A recent AOL-AP survey showed that 69 percent think the designated hitter rule should be expanded to both leagues or scrapped. American League fans were more likely than National League fans to favor the current system.
(Summarized from the AP) - The survey found 40 percent of fans think neither league should have the rule, while 29 percent say the National League should adopt it and 30 percent said things should stay as they are.
The American League designated hitter rule has been in effect since 1973. Many purists believe the DH takes away from the strategy of the game by not forcing a manager to decide when to pinch hit for a pitcher, among other things.
White Sox slugger Frank Thomas, a DH in his later years, believes the rule is a good idea.
"It's extended many careers. I think it should be universal - it would mean more jobs in baseball," he said. "Who wants to see pitchers hit? Nobody."
Beer Leaguer take
The “more jobs in baseball” and “extending careers” argument in favor of the DH is a little blind to how it impacts the National League. The rule extends and creates careers in both leagues, perhaps opening up more diverse opportunities in the NL.
Having no DH creates more chances for versatile specialists, like utility infielder Tomas Perez, who wouldn’t have the same opportunites at his age in the American League. Perez played for Toronto from 1995-2000, and has been with the Phils ever since.
If I had a vote, I'd elect for the DH to stay as it is. If American League fans want the DH rule to stay, then it should stay. I don’t watch the American League, so it isn’t my place to make the call.
The strategy involving pinch-hitting goes without saying. NL teams are also forced to make tougher choices with the 25-man roster, from bench to bullpen. Some teams will carry players specifically because they’re good at bunting (Pete Orr, Atlanta). Others, like the Phils, carry two or more utility infielders, like Perez and Ramon Martinez. Having Perez, a switch-hitter who can man all four infield positions, makes life a little easier for a NL manager.

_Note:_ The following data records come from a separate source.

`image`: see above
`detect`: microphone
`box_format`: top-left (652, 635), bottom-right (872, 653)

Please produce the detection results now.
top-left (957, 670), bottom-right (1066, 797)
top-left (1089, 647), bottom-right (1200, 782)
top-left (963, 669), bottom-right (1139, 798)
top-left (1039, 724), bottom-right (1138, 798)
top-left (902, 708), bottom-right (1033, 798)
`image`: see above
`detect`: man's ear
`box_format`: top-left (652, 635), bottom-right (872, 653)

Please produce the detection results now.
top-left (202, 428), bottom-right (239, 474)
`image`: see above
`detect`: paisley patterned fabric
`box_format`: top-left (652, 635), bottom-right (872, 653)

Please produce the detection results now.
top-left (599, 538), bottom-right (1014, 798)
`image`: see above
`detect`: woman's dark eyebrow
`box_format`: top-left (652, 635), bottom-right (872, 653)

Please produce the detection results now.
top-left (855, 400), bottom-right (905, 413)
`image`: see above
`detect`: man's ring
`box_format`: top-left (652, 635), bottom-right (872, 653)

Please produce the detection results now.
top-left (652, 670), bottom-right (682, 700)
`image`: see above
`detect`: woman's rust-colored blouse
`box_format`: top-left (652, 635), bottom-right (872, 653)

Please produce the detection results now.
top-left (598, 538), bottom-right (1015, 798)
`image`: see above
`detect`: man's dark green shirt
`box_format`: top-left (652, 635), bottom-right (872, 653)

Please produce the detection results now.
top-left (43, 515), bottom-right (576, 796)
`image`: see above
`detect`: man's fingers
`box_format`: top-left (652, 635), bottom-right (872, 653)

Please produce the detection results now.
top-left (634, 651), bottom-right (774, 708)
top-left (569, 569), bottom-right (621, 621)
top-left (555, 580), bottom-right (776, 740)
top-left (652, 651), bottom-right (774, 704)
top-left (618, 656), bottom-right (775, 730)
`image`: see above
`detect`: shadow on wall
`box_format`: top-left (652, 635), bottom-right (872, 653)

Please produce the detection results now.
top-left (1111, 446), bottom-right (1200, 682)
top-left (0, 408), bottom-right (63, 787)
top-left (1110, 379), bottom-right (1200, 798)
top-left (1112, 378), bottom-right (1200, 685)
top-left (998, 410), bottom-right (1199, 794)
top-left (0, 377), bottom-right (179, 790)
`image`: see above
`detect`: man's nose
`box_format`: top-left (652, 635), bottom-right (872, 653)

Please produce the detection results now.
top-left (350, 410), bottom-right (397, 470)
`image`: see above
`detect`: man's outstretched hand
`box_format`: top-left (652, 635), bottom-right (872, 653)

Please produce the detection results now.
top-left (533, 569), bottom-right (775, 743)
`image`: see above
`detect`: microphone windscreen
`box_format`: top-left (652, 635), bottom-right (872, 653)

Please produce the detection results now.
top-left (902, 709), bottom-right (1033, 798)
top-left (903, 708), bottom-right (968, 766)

Personally, I’d rather see a career extended for doing the little things right, rather than strict offense. That’s what’s happened with Perez, who did not commit an error in 206 chances last season, did not homer, and hit .233 with a futile .277 SLG.
He's one of the worst hitters in baseball, but he’ll almost certainly return next season ... and deserves to. Just as long as he lays off the high ones.